You align images with the help of outlines that make the superimposed images look like a bad cartoon. By dragging multiple edges until they match perfectly you can create an aligned / ghost-free HDR image. Although you can create as many of these alignment areas as you want, I found it very difficult to align the five images in my test group perfectly. Hydra 4 aligned these images with no problem in automatic mode, though.

Once you’re happy with the alignment and ghosting, the app calculates the HDR image. Hydra 4 is a speed demon with a significantly faster result than other HDR apps or its predecessor.

Customising your HDR image

hydra 4 hdr controlsThe sidebar has two tabs: Presets and Customisation. The Presets tab has 12 presets to choose from. Personally, I am not a great fan of these presets, but many people like to start from a look created by someone else. For them, the 12 presets are probably on the skinny side.

Better news comes in the customisation tab. Hydra 4 has a much improved tone mapping algorithm. First of all, the colours of the default HDR image (the one that appears after Hydra 4 has developed your HDR image) stay very close to those of the original images. That’s a good thing for people who want to create a natural look. It’s also good for those who like the typical HDR look with forced saturation and sharpness as it’s very easy to create these when you start from an accurate colour original.

Another positive is that double-clicking on a value returns the control to its initial state. You can experiment as much as you like. It’s easy to undo and start over. Two controls are usually only found in non-HDR apps: Shadow boost and Highlight Recovery. The two combined allow you to further open up the far ends of the image’s dynamic range.

Zonal tone mapping

For creative purposes there’s also a Hue control to give your end-result a warmer, colder or otherworldly look. But wait, there’s more. There’s an option called “Scope”. When you click on the drop-down menu next to this option, you’ll see a whole world of tine mapping options open up in front of your eyes. The menu gives you access to individual tone mapping adjustments for bright, dark, red, green and blue tones. Selecting anything different from the default “Overall” option makes an eye icon appear. Clicking on that icon reveals a mask that shows you which areas in your image will be affected by your pinpoint adjustments.

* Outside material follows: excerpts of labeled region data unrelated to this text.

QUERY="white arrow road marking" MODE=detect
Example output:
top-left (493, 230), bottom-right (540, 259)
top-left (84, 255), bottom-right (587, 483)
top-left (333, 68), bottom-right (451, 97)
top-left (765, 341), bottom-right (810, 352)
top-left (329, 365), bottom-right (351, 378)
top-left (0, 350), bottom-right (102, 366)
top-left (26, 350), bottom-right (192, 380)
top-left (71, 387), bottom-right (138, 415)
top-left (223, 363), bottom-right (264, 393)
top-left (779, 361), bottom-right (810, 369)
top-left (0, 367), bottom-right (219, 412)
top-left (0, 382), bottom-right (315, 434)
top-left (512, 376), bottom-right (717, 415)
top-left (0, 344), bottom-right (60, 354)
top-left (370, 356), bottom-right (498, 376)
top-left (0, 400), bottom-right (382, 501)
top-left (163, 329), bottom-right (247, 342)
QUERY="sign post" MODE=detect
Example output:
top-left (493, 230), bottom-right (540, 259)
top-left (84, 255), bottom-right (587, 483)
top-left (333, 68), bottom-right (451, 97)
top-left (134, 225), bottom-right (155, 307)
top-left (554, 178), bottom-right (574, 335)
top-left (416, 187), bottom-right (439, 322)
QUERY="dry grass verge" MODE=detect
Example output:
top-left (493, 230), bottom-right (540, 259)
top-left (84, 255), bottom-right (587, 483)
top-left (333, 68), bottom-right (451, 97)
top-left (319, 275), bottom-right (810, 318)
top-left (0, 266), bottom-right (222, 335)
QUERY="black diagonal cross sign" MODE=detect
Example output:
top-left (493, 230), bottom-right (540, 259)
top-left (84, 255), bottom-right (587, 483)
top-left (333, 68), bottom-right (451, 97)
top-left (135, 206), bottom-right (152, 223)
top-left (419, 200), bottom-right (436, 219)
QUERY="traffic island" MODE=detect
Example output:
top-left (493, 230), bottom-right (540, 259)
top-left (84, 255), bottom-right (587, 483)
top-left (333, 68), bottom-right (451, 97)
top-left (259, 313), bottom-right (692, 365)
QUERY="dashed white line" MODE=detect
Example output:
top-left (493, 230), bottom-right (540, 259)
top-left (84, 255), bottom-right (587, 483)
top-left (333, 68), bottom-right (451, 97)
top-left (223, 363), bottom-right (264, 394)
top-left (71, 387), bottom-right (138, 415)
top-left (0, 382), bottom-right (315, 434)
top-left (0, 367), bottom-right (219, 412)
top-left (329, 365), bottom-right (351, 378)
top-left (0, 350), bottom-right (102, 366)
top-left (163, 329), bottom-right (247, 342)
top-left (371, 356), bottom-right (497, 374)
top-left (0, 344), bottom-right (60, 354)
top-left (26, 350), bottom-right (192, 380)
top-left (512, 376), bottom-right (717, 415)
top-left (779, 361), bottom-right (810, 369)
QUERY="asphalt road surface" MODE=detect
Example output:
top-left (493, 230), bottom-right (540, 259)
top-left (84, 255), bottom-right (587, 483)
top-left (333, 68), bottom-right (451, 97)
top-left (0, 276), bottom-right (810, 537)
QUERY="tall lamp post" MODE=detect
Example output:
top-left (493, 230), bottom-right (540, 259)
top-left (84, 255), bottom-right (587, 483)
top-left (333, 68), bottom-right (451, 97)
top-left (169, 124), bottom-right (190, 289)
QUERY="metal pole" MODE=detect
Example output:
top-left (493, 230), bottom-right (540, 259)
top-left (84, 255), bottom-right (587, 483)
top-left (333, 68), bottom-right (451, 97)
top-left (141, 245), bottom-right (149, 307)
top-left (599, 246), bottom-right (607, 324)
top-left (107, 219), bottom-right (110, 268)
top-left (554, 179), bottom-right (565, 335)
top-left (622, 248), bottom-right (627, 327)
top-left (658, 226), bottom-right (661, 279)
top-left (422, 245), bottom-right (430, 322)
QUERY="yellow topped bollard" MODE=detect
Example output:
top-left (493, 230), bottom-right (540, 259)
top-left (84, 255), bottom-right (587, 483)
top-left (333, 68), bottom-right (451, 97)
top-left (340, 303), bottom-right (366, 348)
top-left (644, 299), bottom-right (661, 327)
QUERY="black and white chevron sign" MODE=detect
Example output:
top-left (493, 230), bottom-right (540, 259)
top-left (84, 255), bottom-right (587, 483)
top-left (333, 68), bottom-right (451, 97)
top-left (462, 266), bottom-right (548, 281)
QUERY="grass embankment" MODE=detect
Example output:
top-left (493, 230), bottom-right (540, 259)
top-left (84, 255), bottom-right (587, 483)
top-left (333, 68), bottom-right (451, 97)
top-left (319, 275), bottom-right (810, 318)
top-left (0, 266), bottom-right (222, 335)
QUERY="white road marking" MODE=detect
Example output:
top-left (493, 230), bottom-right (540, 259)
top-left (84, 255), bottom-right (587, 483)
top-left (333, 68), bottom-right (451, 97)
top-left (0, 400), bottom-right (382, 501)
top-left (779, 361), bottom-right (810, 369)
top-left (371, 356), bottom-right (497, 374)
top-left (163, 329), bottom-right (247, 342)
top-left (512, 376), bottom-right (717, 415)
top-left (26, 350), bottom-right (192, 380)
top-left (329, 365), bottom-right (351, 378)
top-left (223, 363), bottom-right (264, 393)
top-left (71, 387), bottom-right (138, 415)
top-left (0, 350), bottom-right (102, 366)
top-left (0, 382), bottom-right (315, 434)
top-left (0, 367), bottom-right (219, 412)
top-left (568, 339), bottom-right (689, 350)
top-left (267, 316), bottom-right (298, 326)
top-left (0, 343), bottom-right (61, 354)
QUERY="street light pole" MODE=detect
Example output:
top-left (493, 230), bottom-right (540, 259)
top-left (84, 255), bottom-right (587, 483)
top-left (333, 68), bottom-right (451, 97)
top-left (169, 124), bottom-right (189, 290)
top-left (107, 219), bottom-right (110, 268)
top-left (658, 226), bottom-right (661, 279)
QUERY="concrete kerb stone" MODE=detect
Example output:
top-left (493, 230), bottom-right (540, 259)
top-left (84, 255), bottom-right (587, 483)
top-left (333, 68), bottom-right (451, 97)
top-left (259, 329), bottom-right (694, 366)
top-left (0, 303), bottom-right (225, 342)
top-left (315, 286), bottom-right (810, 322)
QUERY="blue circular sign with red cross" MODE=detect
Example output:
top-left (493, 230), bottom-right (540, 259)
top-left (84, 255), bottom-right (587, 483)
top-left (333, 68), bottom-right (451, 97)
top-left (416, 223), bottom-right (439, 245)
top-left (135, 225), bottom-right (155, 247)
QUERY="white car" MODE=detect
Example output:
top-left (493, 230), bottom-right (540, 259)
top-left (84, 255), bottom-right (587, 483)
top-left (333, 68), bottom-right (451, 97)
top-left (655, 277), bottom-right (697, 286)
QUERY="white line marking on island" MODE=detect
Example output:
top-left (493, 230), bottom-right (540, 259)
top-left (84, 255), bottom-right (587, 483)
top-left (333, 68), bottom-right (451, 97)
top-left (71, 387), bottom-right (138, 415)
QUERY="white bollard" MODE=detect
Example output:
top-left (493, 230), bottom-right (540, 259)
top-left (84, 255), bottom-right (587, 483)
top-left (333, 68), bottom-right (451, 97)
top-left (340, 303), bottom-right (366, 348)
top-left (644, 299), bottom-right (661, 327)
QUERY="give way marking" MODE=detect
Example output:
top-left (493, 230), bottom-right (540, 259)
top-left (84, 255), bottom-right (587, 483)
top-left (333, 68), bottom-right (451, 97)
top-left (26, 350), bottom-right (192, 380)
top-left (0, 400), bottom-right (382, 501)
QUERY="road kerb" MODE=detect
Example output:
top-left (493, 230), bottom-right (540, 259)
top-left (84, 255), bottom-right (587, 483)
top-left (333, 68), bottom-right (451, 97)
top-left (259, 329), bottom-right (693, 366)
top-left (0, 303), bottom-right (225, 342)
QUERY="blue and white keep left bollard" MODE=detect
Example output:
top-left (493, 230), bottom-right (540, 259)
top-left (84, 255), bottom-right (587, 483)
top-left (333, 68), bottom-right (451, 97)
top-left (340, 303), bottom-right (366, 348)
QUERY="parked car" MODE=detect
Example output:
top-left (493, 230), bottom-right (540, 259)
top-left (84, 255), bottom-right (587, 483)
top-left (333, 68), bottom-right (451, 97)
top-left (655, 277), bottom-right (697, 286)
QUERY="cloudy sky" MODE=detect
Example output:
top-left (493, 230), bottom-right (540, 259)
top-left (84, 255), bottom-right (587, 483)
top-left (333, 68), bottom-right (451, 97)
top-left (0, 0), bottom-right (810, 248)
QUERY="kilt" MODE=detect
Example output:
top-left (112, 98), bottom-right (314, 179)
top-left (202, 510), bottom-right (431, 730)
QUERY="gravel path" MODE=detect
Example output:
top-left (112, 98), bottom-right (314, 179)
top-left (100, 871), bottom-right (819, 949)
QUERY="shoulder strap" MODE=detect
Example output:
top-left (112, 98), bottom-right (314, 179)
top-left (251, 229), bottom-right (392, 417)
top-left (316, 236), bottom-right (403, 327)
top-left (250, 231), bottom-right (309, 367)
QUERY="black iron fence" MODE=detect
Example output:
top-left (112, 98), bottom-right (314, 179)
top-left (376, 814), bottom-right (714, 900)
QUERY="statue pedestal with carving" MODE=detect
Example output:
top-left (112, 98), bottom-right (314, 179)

Hydra 4 lets you take up to four snapshots, so you can compare your results against previous adjustments. In addition, a “curtain” control allows you to compare between the original image and the adjusted one. I fully realise this sentence is confusing, as there is more to it when you’re developing a HDR image. In Hydra 4, this capability gives you the option to compare your latest adjustment with the raw composited image or with one of the composing photos. There’s also a slider that lets you adjust viewing exposure for the raw composite image.

This comparison view is obviously truly powerful and gives you plenty of insight in how you have improved (or worsened) the original.

Mundane HDR capabilities

Hydra 4 supports importing single or multiple JPG, RAW, HDR or EXR images. It renders out to JPG, TIFF, HDR and EXR, in colour spaces that include sRGB, ProPhoto, AdobeRGB and more. What I couldn’t see for myself, but which Creaceed lists as a feature is the unique support for deep and wide colour displays such as the 30-bit DCI-P3 display of the latest iMac 27in.

Finally, Hydra 4 integrates seamlessly with Apple Photos.

Conclusion

While Hydra 4 isn’t as powerful or feature complete as Aurora HDR, it’s certainly able enough to make HDR images quickly with enough control over the end-result to create something truly unique and tasteful.

Aurora HDR is for the HDR enthusiast who wants to create the ultimate HDR image or tap into Tray Ratcliffe’s presets. Hydra 4 is for the rest of us. It costs approx. €55 ($59.99).